S3 as a storage system:
bin/pyspark \
--packages io.delta:delta-core_2.11:0.2.0, \
org.apache.hadoop:hadoop-aws:2.7.7 \
--conf spark.delta.logStore.class=org.apache.spark.sql.delta.storage.S3SingleDriverLogStore \
--conf spark.hadoop.fs.s3a.access.key=<your-s3-access-key> \
--conf spark.hadoop.fs.s3a.secret.key=<your-s3-secret-key>
HDFS as a storage system:
spark.delta.logStore.class=org.apache.spark.sql.delta.storage.HDFSLogStore
Azure Data Lake Gen1 as a storage system
bin/spark-shell \
--packages io.delta:delta-core_2.11:0.2.0,org.apache.hadoop:hadoop-azure-datalake:2.9.2 \
--conf spark.delta.logStore.class=org.apache.spark.sql.delta.storage.AzureLogStore \
--conf spark.hadoop.dfs.adls.oauth2.access.token.provider.type=ClientCredential \
--conf spark.hadoop.dfs.adls.oauth2.client.id=<your-oauth2-client-id> \
--conf spark.hadoop.dfs.adls.oauth2.credential=<your-oauth2-credential> \
--conf spark.hadoop.dfs.adls.oauth2.refresh.url=https://login.microsoftonline.com/<your-directory-id>/oauth2/token
Path: /delta/events/_checkpoints/searchdata
If the job fails due to some reason, we don't have to read or write the data again.
from pyspark.sql.types import *
from pyspark.sql.functions import *
#ACCESS_KEY = dbutils.secrets.get(scope = "aws", key = "")
#SECRET_KEY = dbutils.secrets.get(scope = "aws", key = "")
sc._jsc.hadoopConfiguration().set("fs.s3a.access.key", "")
sc._jsc.hadoopConfiguration().set("fs.s3a.secret.key", "")
pythonSchema = (StructType()
.add("Query", StringType())
.add("Timestamp", StringType())
.add("Name", StringType())
.add ("No_of_words", IntegerType())
.add ("Browser", StringType())
.add("Device", StringType())
.add ("Date", StringType()))
dataDevicesDF = (kinesisDF
.selectExpr("cast (data as STRING) jsonData")

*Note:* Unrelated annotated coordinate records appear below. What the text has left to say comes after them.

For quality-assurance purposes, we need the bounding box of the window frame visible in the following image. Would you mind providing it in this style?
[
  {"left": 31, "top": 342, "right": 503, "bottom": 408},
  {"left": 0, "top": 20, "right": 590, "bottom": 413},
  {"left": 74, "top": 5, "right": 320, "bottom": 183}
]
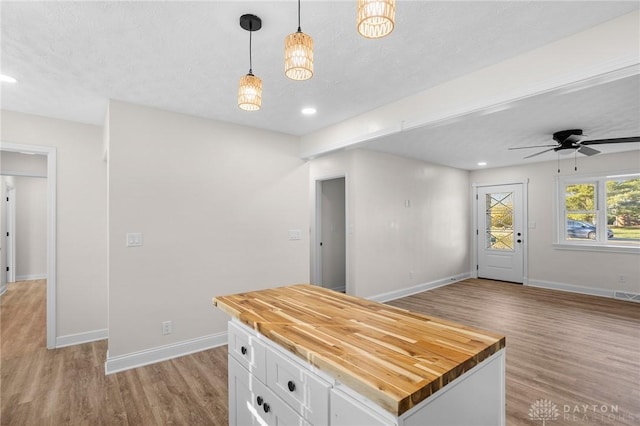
[{"left": 553, "top": 170, "right": 640, "bottom": 253}]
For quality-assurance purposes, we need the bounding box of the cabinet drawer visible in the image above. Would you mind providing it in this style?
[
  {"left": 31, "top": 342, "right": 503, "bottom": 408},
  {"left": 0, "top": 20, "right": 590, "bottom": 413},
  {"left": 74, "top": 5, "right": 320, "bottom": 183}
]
[
  {"left": 266, "top": 349, "right": 331, "bottom": 426},
  {"left": 229, "top": 357, "right": 310, "bottom": 426},
  {"left": 229, "top": 321, "right": 266, "bottom": 382}
]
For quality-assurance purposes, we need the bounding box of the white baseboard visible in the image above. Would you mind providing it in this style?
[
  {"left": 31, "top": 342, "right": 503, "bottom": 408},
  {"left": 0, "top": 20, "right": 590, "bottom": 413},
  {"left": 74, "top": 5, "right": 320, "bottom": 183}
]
[
  {"left": 16, "top": 274, "right": 47, "bottom": 281},
  {"left": 367, "top": 272, "right": 471, "bottom": 303},
  {"left": 104, "top": 332, "right": 227, "bottom": 374},
  {"left": 525, "top": 279, "right": 613, "bottom": 297},
  {"left": 56, "top": 328, "right": 109, "bottom": 348}
]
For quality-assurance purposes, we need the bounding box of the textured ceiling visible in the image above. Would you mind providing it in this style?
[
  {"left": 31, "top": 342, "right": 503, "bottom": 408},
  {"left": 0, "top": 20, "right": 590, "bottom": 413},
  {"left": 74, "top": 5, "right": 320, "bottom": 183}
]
[
  {"left": 366, "top": 75, "right": 640, "bottom": 170},
  {"left": 0, "top": 0, "right": 639, "bottom": 170}
]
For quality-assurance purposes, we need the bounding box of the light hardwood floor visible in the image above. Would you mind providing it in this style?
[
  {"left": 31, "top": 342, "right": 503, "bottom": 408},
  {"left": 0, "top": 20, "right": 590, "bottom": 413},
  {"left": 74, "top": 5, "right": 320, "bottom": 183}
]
[{"left": 0, "top": 280, "right": 640, "bottom": 426}]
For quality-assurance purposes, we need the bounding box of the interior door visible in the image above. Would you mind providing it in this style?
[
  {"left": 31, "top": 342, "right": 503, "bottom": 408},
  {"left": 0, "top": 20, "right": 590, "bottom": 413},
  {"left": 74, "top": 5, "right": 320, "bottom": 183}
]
[
  {"left": 317, "top": 177, "right": 347, "bottom": 291},
  {"left": 476, "top": 184, "right": 525, "bottom": 283}
]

.select(from_json("jsonData", pythonSchema).alias("data"))
.select("data.*")
.writeStream
.format("delta")
.outputMode("append")
.option("checkpointLocation", "/delta/events/_checkpoints/searchdata")
.start("/mnt/delta/data"))
#delta_stream = spark.readStream.format("delta").load("/mnt/delta/data")
#Now we can use the same code above to perform several analysis.